We developed ML models to validate the importance of AAC score as a predictor variable in identifying patients at risk of mortality waiting for kidney transplantation. The RF, ExtraTrees, and XGBoost models were trained and validated independently and in an ensemble scheme on retrospective data collected from our transplant center. The proposed ensemble ML can be used as a triage system for prioritizing patients needing kidney transplantation.
Previously, medical experts have established a clear link between vascular calcification and atherosclerotic disease[16, 17]. Nonetheless, previous studies utilized varied methods for evaluating arterial calcification, lacking a standardized scoring system associated with ESKD patient survival[18, 19]. We refined the Agatston method to rectify this, resulting in a consistent imaging biomarker. This imaging biomarker can potentially assess the survival risk for kidney transplant candidates.

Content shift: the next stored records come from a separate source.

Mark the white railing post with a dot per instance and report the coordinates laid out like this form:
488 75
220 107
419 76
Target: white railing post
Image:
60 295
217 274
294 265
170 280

In light of the study's findings, a significant question emerges concerning the practical implementation of the AAC score-based risk stratification approach in the context of kidney transplant allocation. One potential application of the AAC score-based risk stratification is the possibility of reshaping the allocation of kidney transplants. Patients with higher AAC scores, indicative of increased mortality risks, could be prioritized for transplantation, potentially improving their chances of survival post-transplant. This approach aligns with the principle of maximizing the benefit gained from each available organ and aligning it with patients who stand to gain the most [20, 21]. Furthermore, by expediting the transplant process for those at heightened risk, the transplant community could take proactive measures to mitigate these patients' cardiovascular mortality risks during the waiting period [22, 23].
Conversely, an alternative perspective underscores the importance of patient safety and long-term outcomes. Patients with elevated AAC scores, indicative of a greater mortality risk, might warrant a more cautious approach toward transplantation [24, 25]. Given that transplantation is not without its own set of risks and complications, it could be argued that for individuals with higher mortality risks, the benefits of transplantation might be outweighed by the potential complications. In such cases, alternative treatment strategies or interventions that target cardiovascular health could be explored to reduce mortality risks in these high-risk patients before transplantation [26–28]. Ultimately, deciding whether to modify the transplant order or be cautious about transplantation in high-risk patients should be made carefully considering several factors. These factors include the severity of AAC scores, the overall health status of the patients, the availability of organs, ethical considerations, and the potential impact on waitlisted patients without elevated risks.
While the AAC score-based risk stratification offers a promising avenue for enhancing the effectiveness of kidney transplant allocation, the decision of how to incorporate this stratification into clinical practice is multifaceted. Individualized patient care remains paramount, and a multidisciplinary approach involving transplant professionals, clinicians, ethicists, and patients is necessary to make informed and ethical decisions [29–31],[29–31]. As the medical community navigates this nuanced terrain, ongoing research, and collaborative efforts will be essential in shaping a well-considered and ethically sound approach to kidney transplant prioritization based on risk stratification.
When considering the outcomes of this study, we also wish to highlight its limitations. First, as with all retrospective studies, the dependence on the completeness and accuracy of secondary data is of concern. While we have no reason to believe there are systemic inaccuracies in the data, issues such as missing data or data entry errors could potentially bias results. One of the advantages of ensemble models is less sensitivity to such issues by incorporating multiple independent models. However, ML models are prone to bias, which can lead to high specificity and low sensitivity or vice versa, which practically reduces the usability of such models in practice. Ensemble ML reduces this bias by aggregating outputs of various independently trained ML models. The proposed ensemble ML model balances the specificity and sensitivity criteria in prioritizing patients needing kidney transplantation. Further, one of the major limitations of ML models, particularly deep learning models, is the lack of explainability. To improve understanding of the models, input features visualization and importance analysis were conducted. Also, we utilized a game theoretic approach to analyze the importance of input variables in the decision-making process of the ML models. Training ML models on larger datasets can potentially increase their prediction accuracy. The models needs to be evaluated on multiple external sites for further generalization performance evaluation.